Remember logging bunks and other things are basically chocks to keep the logs from rolling. If you want to keep your car or trailer from rolling, how high a chock do you use? The critical thing is to fill the lowest level as full as possible so the logs do not have room to roll and pick up momentum. Given enough room the log will just roll over the bunk. 

Some of the log cars have adjustable chocks for just this reason. If the chock is tight it works. 

Hope this helps.


----------



## Dwight Ennis (Jan 2, 2008)

Gary - The Hercules bunk is made from a steel i-beam. One chock is fixed to one end and the other slides. A chain runs through the bunk itself and is affixed to the sliding chock, and there is a keyhole shaped cutout in the steel through which the chain passes on the fixed chock end. The chain can be "unlocked" by pulling the links into the round part of the keyhole. The chain is pulled to adjust the sliding chock on each end of the car so they make firm contact with the bottom logs to prevent them from rolling off. Once the desired chock position is achieved, the chain is pulled into the "slot" of the keyhole, thus locking it in position. A second shorter chain with a hook is on the keyhole fixed-chock end. Once the tensioning chain is locked into the keyhole, the hook is slipped over a link just outside the keyhole to act as a second locking mechanism - an additional safety feature. Once the train gets to the log dump, the chocks would be released and the logs would roll off into the log pond. The Hercules Bunk therefore requires no chain over the load. 

On other types of non-Hercules Bunk cars where the chocks are fixed on each end, chains over the loads were common. Sometimes a chain was used over the entire load and chain binders used to tension them. Other times, it was common practice to chain over the bottom logs and allow the weight of the upper logs to act as chain tensioners. As the upper logs sat in the "valleys" between the lower logs, they would depress the chain into these "valleys" and thereby tension them against the lower logs. The "valleys" themselves acted as chocks for the upper logs.


----------



## Gary Woolard (Jan 2, 2008)

Thanks Dwight, I even was able to see the chain coming out through the bunk on one of the pix that I found. I think I'm finally getting my head around the mechanics of the design.

So here's the next question - a cosmetic one. If these beams are steel, not iron, what color should they be? Rusted? Painted black, or red oxide, or...?
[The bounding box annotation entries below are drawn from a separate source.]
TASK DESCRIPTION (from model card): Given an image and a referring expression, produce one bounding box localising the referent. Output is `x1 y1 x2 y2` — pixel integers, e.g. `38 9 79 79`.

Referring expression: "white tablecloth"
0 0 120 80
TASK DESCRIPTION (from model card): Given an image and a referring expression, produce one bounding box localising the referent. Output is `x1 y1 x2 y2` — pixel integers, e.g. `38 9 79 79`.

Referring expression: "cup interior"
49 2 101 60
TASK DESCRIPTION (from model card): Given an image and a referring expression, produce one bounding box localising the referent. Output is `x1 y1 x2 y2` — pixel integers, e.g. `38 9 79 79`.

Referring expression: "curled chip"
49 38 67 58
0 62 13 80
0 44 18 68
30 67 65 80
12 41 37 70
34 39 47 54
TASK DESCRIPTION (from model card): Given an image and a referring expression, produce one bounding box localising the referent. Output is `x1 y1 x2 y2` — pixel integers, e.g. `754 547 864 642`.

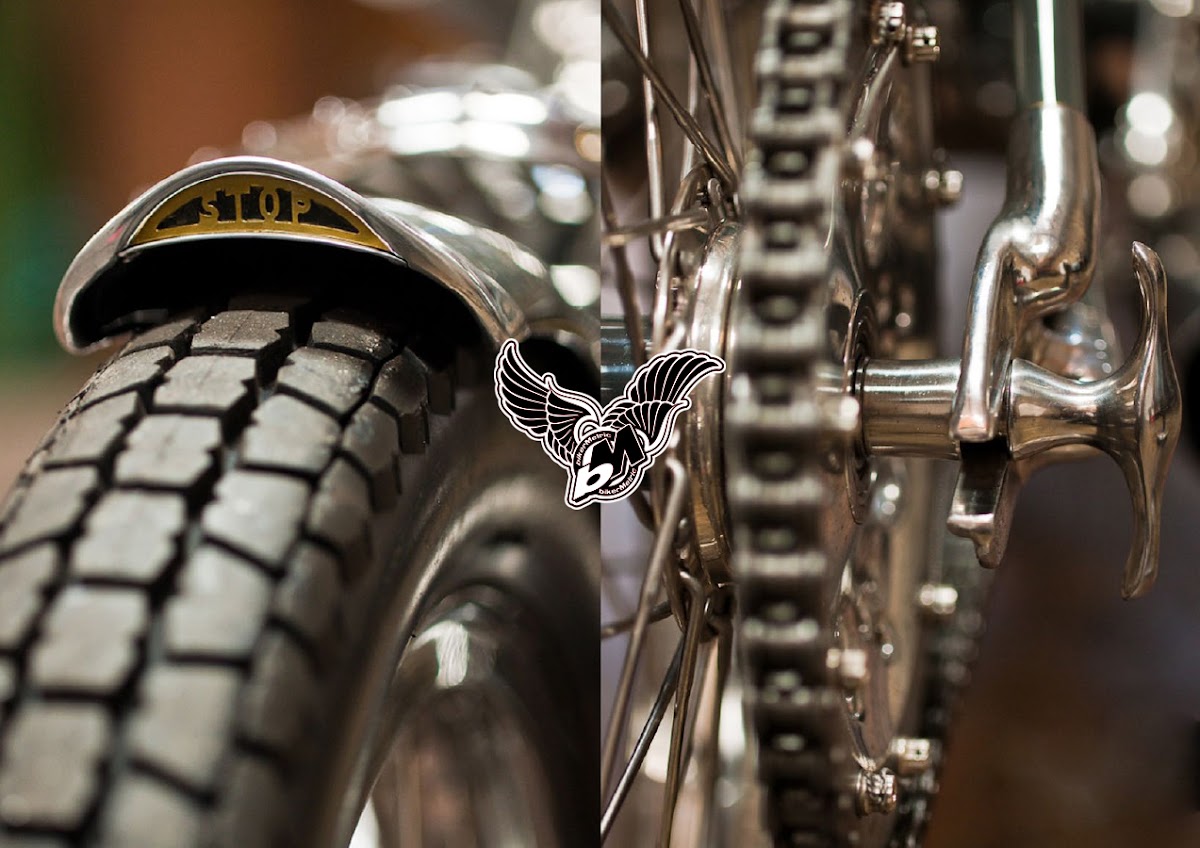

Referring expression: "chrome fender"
54 156 600 366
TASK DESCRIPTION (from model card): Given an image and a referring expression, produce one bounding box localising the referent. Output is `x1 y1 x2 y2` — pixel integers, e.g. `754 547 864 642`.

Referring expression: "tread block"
30 587 148 696
276 348 373 419
305 459 371 579
342 404 400 510
308 317 396 362
238 631 317 757
0 703 112 830
372 350 430 453
271 542 341 654
121 312 199 355
192 309 292 360
115 415 221 491
71 489 187 584
166 546 272 661
239 395 341 477
154 356 256 421
428 368 457 415
0 468 100 553
200 469 308 567
100 774 202 848
0 543 59 651
79 344 175 409
0 477 29 531
46 392 143 468
128 666 241 793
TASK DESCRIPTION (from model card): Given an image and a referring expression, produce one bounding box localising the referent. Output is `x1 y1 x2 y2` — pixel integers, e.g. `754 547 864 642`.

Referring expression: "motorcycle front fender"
54 156 600 365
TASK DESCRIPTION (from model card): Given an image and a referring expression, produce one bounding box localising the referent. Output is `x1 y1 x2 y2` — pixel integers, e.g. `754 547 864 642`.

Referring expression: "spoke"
600 601 671 639
694 626 733 844
659 572 704 846
700 0 742 160
601 0 738 191
600 457 688 802
604 209 708 247
679 0 742 172
600 175 646 368
634 0 666 258
600 635 685 843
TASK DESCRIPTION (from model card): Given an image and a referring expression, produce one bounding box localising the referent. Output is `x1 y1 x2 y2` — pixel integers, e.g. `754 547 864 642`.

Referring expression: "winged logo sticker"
496 338 725 510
Seems like there's always a next question! But then, that's one of the things I like about this hobby..


----------



## Dwight Ennis (Jan 2, 2008)

They were often painted if the car itself was painted, but they're naturally going to get scuffed up pretty good from the logs. I used Ozark white metal bunks, and I've had good results with Blacken-It on white metal. The part comes out a rusty brown if you leave it in the solution for a bit. Experimenting with it will let you get the results you want.


----------



## Amber (Jul 29, 2011)

I've been wondering how those Hercules log bunks work myself. I have 3 skeleton cars that I built last year, but I don't have any details on them yet. I was trying to figure out how to build those Hercules bunks, but it would probably be easier to just buy them.


----------



## Gary Woolard (Jan 2, 2008)

Amber, I ordered a couple of pair and they're supposed to show up Monday. I'm trying to get them done for the Sacto Steamup in a week & 1/2 -- I'll let you know how it goes!


----------